The Gagá spring celebration is part of the Bronx Rising! cultural campaign and part of the National Endowment for the Arts funded series “Masking the Seasons in the Bronx.”
The performance is hosted by the Bronx Music Heritage Center a development of The Women’s Housing and Economic Development Corporation (WHEDco), a community development organization. “We’re thrilled to be hosting in-person performances again,” said Elena Martínez, co-artistic director of the BMHC. “Music, in particular music by Latino artists, is essential to the heart and soul of the Bronx. We look forward to bringing the community together again, through the power of live music, as we build momentum to begin programming in the Bronx Music Hall later this year.”
Check out The Bronx Commons. It’s still under construction, but is probably going to become the living heart of The Bronx.

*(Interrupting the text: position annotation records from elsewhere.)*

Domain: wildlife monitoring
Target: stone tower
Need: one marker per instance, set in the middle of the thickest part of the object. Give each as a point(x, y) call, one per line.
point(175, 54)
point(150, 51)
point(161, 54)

Cultural events take a long time to put together. Maybe it’s a coincidence that this spring celebration is happening on the week New York City opens, then again, maybe not. Culture has a way of appearing just when we need it, almost as if culture had a mind of its own. The coincidence is perfect.
Gagá Pa’l Pueblo
Gagá celebrates the spring opening of the natural world and seeks to balance all the forces of nature for the benefit of the people, “the pueblo.” The group’s name, Gagá Pa’l Pueblo, means “Gagá for the people” in Spanish, spoken with a Caribbean accent.
The group seeks to recover African Diaspora community traditions that were suppressed and even banned during the Colonial Period. We used to be forced to hide our Blackness, but now we can celebrate it, and everyone is welcome, regardless of your heritage.
These are oral traditions so they vary slightly in every little town, and even among individual families. In La Republica, gagá is often performed with bullhorns. Gagá Pa’l Pueblo often uses whistles. We learn as children to drum, sing and dance the same way our parents do. It’s all good, todo bien.
You can follow the group at facebook.com/groups/Gagapalpueblo
Anne Loftus Playground and Dyckman St
Gagá Pa’l Pueblo performs at Anne Loftus playground on Sundays from 3-7pm in Fort Tryon Park in Fort George. It’s sort of Gagá lite with dance, music and drawing workshops.
The group goes deeper into the traditions on Saturdays in the basement at 502 West 173rd St during the cold months. Before you go, try the playground first.
The playground is not up on the hill with the Met Cloisters. It’s down near the intersection of Broadway and Dyckman. It is popular with NYC’s Dominican community. Kids play and bodybuilders work out there. [From the Editor: We used to eat lunch there.]
After your gagá, you can enjoy the rest of the evening on Dyckman.
Dyckman is one of Manhattan’s main Dominican streets. It is filled with popular Dominican restaurants and bars. Mamajuana Cafe and 809 are long-time community anchors. Bocaditos Bistro a couple of blocks up Broadway is a nice place to take your parents or in-laws. On the west end of Dyckman, the Hudson American restaurant offers incredible views of the Hudson River and the George Washington Bridge (GWB). You won’t believe you are in New York City.
Check out the neighborhood before it gets gentrified. Inwood is the northern tip of Manhattan and so far has changed less than much of the rest of the island. It’s another world.